A flow of warmer-than-average waters from the Pacific Ocean is one of the reasons why Hurricane Patricia grew into the strongest storm ever recorded in the Western Hemisphere. It's also one of the reasons Canadians may be in for a more mild winter this year.

El Nino is a pool of warm ocean water that's driven from a change of winds, normally blowing from east to west, but now blowing from the west to the east.

The warm water is driven across the Pacific Ocean, from Indonesia to the coast of South America, Environment Canada Senior Climatologist Dave Phillips told CTV's Canada AM.

"Water there is up to two-and-a-half to three degrees warmer than normal," he said of the pool of warm surface water around west coast of Mexico. "It's like a hot tub out there."

Phillips said El Nino's warmer water connects to the atmosphere, causing weather "mayhem" across the world, but in a "very predictable way." El Ninos occur at irregular intervals of two to seven years, and typically last between nine months to two years, according to the U.S. National Weather Service.

Forecasters are predicting that El Nino's effects will also be felt across Canada this winter, resulting in fewer bristling cold days. 

"It typically doesn't arrive for us until late fall and winter. But unlike the rest of the world, it does create, perhaps for some people, a good news story," Phillips said. "If you don't like your winters tough, El Nino does bring balmier-than-normal weather."

Phillips said, while there's no guarantee, El Ninos of the past have been associated with mild and warmer-than-normal winters. This may come as a relief for Canadians living in the central and eastern parts of the country, who suffered through a brutally cold and long winter last year.

"For us, wait for a couple of months, and we'll clearly see some warm Pacific breezes instead of Arctic air," he said.

Meanwhile, El Nino certainly played a role in intensifying Hurricane Patricia, Phillips said.

Last Wednesday at 10 p.m. ET, Patricia was deemed a tropical storm, with winds of approximately 105 km/h.
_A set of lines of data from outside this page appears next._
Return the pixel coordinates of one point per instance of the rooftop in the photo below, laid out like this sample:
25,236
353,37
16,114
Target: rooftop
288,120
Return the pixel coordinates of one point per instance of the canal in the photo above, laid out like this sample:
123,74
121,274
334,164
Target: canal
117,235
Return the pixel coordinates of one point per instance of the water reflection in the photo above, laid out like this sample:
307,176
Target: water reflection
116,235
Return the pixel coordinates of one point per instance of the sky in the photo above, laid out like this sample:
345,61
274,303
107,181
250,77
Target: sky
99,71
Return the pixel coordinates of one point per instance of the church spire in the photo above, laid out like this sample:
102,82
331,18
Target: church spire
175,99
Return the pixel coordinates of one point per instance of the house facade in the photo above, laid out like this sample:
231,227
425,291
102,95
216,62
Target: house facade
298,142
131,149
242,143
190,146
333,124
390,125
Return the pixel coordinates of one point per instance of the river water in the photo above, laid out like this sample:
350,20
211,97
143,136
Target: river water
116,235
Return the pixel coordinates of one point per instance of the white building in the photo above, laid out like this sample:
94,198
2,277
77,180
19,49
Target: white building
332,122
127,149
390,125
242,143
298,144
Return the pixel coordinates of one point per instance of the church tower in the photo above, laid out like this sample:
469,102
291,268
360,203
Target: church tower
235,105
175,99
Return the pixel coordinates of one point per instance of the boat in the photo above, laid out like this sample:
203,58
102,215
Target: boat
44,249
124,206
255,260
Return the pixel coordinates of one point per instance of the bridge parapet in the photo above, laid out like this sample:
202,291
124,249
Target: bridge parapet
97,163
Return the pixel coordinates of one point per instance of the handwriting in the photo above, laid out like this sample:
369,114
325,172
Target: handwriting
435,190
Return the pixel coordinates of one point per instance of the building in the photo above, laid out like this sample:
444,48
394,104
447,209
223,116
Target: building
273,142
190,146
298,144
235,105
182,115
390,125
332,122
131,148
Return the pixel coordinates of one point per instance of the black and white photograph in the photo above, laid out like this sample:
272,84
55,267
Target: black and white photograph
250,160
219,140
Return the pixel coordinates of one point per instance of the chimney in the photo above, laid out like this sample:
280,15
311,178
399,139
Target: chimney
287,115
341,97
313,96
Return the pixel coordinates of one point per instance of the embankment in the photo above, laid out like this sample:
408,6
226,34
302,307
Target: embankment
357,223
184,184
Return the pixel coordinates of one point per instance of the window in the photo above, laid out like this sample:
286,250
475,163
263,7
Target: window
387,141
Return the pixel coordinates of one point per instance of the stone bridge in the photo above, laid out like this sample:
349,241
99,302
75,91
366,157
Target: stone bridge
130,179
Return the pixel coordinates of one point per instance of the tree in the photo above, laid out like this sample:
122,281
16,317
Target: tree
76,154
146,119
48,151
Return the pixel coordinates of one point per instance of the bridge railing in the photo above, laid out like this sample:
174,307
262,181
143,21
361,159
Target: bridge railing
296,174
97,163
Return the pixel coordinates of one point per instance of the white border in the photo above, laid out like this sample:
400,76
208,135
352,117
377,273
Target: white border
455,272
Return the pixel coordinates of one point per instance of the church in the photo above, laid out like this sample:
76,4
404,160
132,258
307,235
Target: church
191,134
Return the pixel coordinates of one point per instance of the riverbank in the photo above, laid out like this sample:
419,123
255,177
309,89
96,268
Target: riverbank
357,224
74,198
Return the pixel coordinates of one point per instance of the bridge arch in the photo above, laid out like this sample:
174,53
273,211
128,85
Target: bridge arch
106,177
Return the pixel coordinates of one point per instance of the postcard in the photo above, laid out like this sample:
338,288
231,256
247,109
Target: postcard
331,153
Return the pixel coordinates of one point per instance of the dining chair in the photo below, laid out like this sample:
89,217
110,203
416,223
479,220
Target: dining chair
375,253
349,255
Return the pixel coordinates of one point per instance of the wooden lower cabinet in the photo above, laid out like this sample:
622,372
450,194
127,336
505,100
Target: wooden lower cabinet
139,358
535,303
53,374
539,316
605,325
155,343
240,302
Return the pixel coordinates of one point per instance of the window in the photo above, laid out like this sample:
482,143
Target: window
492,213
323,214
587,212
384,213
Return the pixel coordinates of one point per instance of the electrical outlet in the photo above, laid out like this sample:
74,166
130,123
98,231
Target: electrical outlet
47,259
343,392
"Then it came over the warm waters of El Nino and it was like a shot of adrenaline, or a shot of steroids," he said. "It just absolutely exploded."

By 4 a.m. ET on Friday, Patricia's winds were measured at 322 km/h, a record for hurricanes

Phillips said, because of the warm waters, Patricia went from a "mediocre" storm to "almost a monster" in a very short period of time.

"It was really El Nino that gave it the fuel, the octane to make this a powerful storm," he said.

Patricia is the ninth Category 5 storm of 2015, which is a tie for the second most on record in a year, meteorology director of the Weather Underground Jeff Masters told The Associated Press. A Category 5 storm is a storm with winds of 252 km/h or higher.